SABAT is toolkit for identifying gene homologs in other species using a gene coding sequence (CDS) and BLAST.
Homologs can be identified using the following steps:
- Make a BLASTdb of your genome of interest (with parameters: -parse_seqids, -blast_dbversion 5)
- BLAST your gene's CDS against the BLASTdb. (we suggest using dc-megaBLAST)
- Convert the BLAST output to a BED file and predict potential gene loci (SABAT blast2bed).
- Visualise your BED file with the genome of interest using IGV (Optional).
- Assemble the CDS and protein sequence from a predicted locus or set of exons (SABAT assemble-locus or assemble-exons).
The following dependencies are required for SABAT:
- Python (v3.12.1)
- Biopython (v1.78)
- Pandas (v2.1.4)
- BLAST+ (2.12.0+)
- IGV (optional for visualising BED files)
The following commands can be used to setup an environment with all the dependencies using anaconda:
conda create -n SABAT python=3.12.1
conda install -c bioconda biopython blast
conda install pandas
All SABAT commands can be run as follows:
source activate SABAT
python3 cli.py <command> ...
blast2bed analyses a BLAST output to identify potential gene homolog loci using information about the gene provided (see table below). All BLAST results and predicted loci are output as a single BED file that can be visualised with IGV. Manual curation can facilitate the identification of loci that are missed by blast2bed. This occurs when homolog gene architecture varies significantly from your gene of interest. E.g. differences in intron/exon size and structure. The commands can be used as follows:
python3 cli.py blast2bed \
--input results.blastn \
--exons 1 \
--coverage 1.1 \
--locus_size 1000 \
--refseq False \
> output.bed
Parameter | Description |
---|---|
-i, --input | BLAST output in tabular format (outfmt6) |
-e, --exons | Expected number of exons in the gene. Default: 1 |
-c, --coverage | A float that represents the proportion of gene CDS that must be covered by a group of BLAST hits for a locus to be defined (0.0-1.0). Default: 1.1 |
-l, --locus_size | Expected size of the gene locus in base pairs. Default: 1000 |
-r, --refseq | Boolean values that indicates whether the BLASTDB provided uses a refseq sequence (RefSeq headers are different from the standard headers in a BLASTDB). Default: False |
The BED file generated is directed to the stdout.
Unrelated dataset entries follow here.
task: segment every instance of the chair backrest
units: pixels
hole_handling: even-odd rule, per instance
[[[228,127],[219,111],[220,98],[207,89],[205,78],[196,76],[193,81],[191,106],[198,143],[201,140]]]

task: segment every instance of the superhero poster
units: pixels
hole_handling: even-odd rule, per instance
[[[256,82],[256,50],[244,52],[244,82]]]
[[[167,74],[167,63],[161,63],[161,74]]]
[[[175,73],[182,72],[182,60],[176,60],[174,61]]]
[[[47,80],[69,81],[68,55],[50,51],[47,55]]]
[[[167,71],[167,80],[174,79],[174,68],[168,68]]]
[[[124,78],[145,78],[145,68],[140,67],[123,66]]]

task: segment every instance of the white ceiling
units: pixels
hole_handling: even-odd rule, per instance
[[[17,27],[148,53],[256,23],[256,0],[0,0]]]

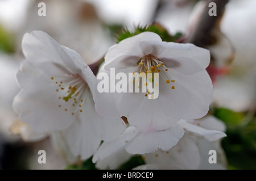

Assemble-locus generates a CDS and protein sequence for a gene locus predicted by blast2bed. Assembly will fail if the CDS doesn't end in a stop codon. The flank option can be used to extend the last exon of the CDS and include a stop codon that may not have been captured when BLASTing the CDS of your gene of interest. The command can be used as follows:
python3 cli.py assemble-locus \
--input output.bed \
--database path/to/blastdb/ \
--locus locus_0 \
--output locus_prediction \
--flank 100
Parameter | Description |
---|---|
-i, --input | Path to a Bed file (generated by blast2bed) |
-db, --database | Path to BLASTDB used to generate the blast output used by blast2bed |
-l, --locus | The name of the locus to assemble. |
-o, --output | Base name for output files |
-f, --flank | The number of nucleotides to add to the last exon. Default: 0. |
assemble-exons generates a CDS and protein sequence for a set of exons identified by the user from the output of blast2bed. Assembly will fail if the CDS doesn't end in a stop codon. The flank option can be used to extend the last exon of the CDS and include a stop codon that may not have been captured when BLASTing the CDS of your gene of interest. The commands can be used as follows:
python3 cli.py assemble-exons \
--input output.bed \
--database path/to/blastdb/ \
--exons exon_1 exon_2 exon_3 \
--output exon_prediction \
--flank 100
Parameter | Description |
---|---|
-i, --input | Path to a Bed file (generated by blast2bed) |
-db, --database | Path to BLASTDB used to generate the blast output used for blast2bed |
-e, --exons | A list of exons |
-o, --output | Base name for output files |
-f, --flank | The number of nucleotides to add to the last exon. Default: 0. |
SABAT's assemble commands makes the following assumptions when predicting homologs CDS:
- The first exon starts with start codon (ATG).
- The last exon ends with a stop codon (TGA, TTA or TAG).
- Intermediate exons don’t have to start with ATG, or end with TGA, TTA or TAG.
- If intermediate exons contain a stop codon that is the end of the exon.
- The longest exon is the correct exon (providing all other criteria are satisfied).